For Appiah, the other basic principle of cosmopolitanism is valuing people’s differences.

“Because there are so many human possibilities worth exploring, we neither expect nor demand that every person or every society should converge on a single mode of life.”

It’s not enough to campaign for international human rights for everyone. These matter, but we should also care about the specific things that give people’s lives meaning – culture, religion, art and so on.

Besides, underneath cultural differences are often shared values and practices. Whether it’s art, friendship, norms of respect or a belief in good and evil, the things that seem so different are often based in ideas we all share.

Moral progress isn’t made by argument

In The Honor Code: How Moral Revolutions Happen Appiah argues that seriously unjust practices aren’t defeated by new moral arguments. Instead, they’re defeated by changing attitudes about what’s honourable or shameful.

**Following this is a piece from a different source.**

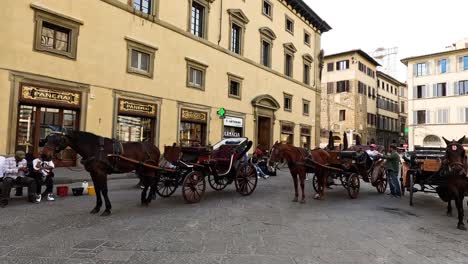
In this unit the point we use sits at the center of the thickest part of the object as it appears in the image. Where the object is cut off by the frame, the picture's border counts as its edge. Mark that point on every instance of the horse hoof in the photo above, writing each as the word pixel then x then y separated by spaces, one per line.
pixel 105 213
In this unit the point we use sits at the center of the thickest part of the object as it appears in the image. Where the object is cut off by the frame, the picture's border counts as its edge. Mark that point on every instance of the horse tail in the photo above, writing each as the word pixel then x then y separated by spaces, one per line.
pixel 443 193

Appiah points to the overthrow of slavery in Britain and the US as being largely a product of honour. Even though slave owners and traders were aware of moral arguments defending the humanity of their so called stock, that didn’t provide the impetus to change. What really overthrew it was public criticism. The appeal to honour had far more influence than any moral and philosophical ideals.

We can see honour as the middle ground between narrow self interest and self sacrificing altruism. Appiah’s point is a powerful one for people wanting to make change in the world. It would be great if everyone did the right thing for its own sake but sometimes we need a push. Honour, praise and shame can be just the thing.

It’s important to note Appiah thinks honour and ethics are separate. What is seen as honourable isn’t always the same as what’s right. Killing someone in defence of your honour is one clear example.

What’s more, as anyone who has ever logged onto Twitter knows, praise and shame can be abused. Because they are so effective at changing people’s behaviour, it’s tempting to use them when it’s entirely inappropriate. And sometimes this has disastrous effects.

The deeper point is we aren’t purely rational creatures. We work on emotion and our thoughts and actions are driven by cultural attitudes and judgements.

Being aware of this means we might be able harness our communal nature as a force for good and speak both to people’s heads and hearts.